Johnson v. Jenne
This text of 913 So. 2d 740 (Johnson v. Jenne) is published on Counsel Stack Legal Research, covering District Court of Appeal of Florida primary law. Counsel Stack provides free access to over 12 million legal documents including statutes, case law, regulations, and constitutions.
Opinion
Anthony JOHNSON, Petitioner,
v.
Sheriff Ken JENNE and State of Florida, Respondents.
District Court of Appeal of Florida, Fourth District.
Emmanuel Simon, Lauderhill, for petitioner.
*741 Charles J. Crist, Jr., Attorney General, Tallahassee, and David M. Schultz, Assistant Attorney General, West Palm Beach, for respondents.
PER CURIAM.
Anthony Johnson petitioned for a writ of habeas corpus alleging that he is illegally detained without bond.
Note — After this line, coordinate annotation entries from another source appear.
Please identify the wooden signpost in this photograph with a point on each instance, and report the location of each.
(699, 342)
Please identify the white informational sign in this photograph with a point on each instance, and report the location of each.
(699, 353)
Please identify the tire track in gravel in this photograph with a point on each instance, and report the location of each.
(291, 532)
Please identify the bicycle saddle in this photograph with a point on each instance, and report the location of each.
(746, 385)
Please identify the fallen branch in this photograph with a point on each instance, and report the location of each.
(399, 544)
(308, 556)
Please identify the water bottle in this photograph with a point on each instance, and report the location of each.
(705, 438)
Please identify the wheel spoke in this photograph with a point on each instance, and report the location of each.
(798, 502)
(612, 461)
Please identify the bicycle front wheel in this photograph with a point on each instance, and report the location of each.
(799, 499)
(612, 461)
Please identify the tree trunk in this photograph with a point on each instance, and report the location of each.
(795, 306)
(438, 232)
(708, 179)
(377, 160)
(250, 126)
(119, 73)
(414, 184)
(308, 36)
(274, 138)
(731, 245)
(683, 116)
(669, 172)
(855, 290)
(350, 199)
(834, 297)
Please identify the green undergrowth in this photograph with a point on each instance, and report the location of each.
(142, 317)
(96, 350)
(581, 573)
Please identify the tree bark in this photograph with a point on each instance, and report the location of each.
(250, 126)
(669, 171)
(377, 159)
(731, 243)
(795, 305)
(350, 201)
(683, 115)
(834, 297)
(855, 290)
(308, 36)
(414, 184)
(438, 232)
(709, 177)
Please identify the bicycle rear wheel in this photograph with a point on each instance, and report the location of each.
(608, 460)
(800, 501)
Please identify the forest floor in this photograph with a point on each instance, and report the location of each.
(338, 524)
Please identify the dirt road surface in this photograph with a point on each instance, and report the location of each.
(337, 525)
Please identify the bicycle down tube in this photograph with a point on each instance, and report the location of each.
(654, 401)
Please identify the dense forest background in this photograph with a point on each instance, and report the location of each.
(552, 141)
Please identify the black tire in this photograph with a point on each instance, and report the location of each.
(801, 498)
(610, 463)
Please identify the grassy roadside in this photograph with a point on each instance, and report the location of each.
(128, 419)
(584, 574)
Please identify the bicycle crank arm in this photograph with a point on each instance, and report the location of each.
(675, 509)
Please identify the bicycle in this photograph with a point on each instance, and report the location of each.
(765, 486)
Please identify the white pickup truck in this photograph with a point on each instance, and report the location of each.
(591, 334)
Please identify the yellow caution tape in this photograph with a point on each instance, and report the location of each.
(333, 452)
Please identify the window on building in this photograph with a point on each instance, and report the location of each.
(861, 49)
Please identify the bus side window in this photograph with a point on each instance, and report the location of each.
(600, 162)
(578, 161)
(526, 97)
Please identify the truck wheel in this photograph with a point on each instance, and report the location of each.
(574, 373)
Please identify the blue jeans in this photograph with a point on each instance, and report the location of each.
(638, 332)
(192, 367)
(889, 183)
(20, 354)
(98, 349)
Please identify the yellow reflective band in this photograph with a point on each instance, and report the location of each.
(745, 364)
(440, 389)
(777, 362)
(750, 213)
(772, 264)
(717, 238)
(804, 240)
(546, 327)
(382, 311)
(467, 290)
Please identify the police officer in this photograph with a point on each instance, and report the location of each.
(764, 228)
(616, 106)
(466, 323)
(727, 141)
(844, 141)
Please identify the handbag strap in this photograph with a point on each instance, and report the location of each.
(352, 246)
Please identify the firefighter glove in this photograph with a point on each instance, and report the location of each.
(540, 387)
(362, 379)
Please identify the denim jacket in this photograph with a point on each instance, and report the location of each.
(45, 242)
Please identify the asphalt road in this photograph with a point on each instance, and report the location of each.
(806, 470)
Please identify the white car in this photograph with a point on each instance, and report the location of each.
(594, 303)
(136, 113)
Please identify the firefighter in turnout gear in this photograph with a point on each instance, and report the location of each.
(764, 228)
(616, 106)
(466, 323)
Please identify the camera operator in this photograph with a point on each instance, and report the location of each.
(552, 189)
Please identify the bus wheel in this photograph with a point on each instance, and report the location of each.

We previously granted the writ by order. This opinion follows.
Johnson failed to appear at his arraignment because the summons was sent to an address where Johnson was not living. Johnson learned of the warrant for his arrest and immediately turned himself in to authorities. Johnson, who was subject to a no-bond hold, moved to set bond. The trial court denied Johnson's motion without making any legal or factual findings.
The State concedes, and we agree that the petition should be granted because the trial court did not make a finding that Johnson's failure to appear was willful and that no reasonable bond conditions could secure Johnson's presence at trial. Winters v. Jenne, 765 So.2d 54 (Fla. 4th DCA 1999). See also § 907.041(4)(c)1, Fla. Stat. (2005); State v. Paul, 783 So.2d 1042, 1049 n. 11 (Fla.2001) (holding that the findings required by section 907.041 must be made even if the defendant's failure to appear is willful).
Petition Granted.
KLEIN, SHAHOOD and TAYLOR, JJ., concur.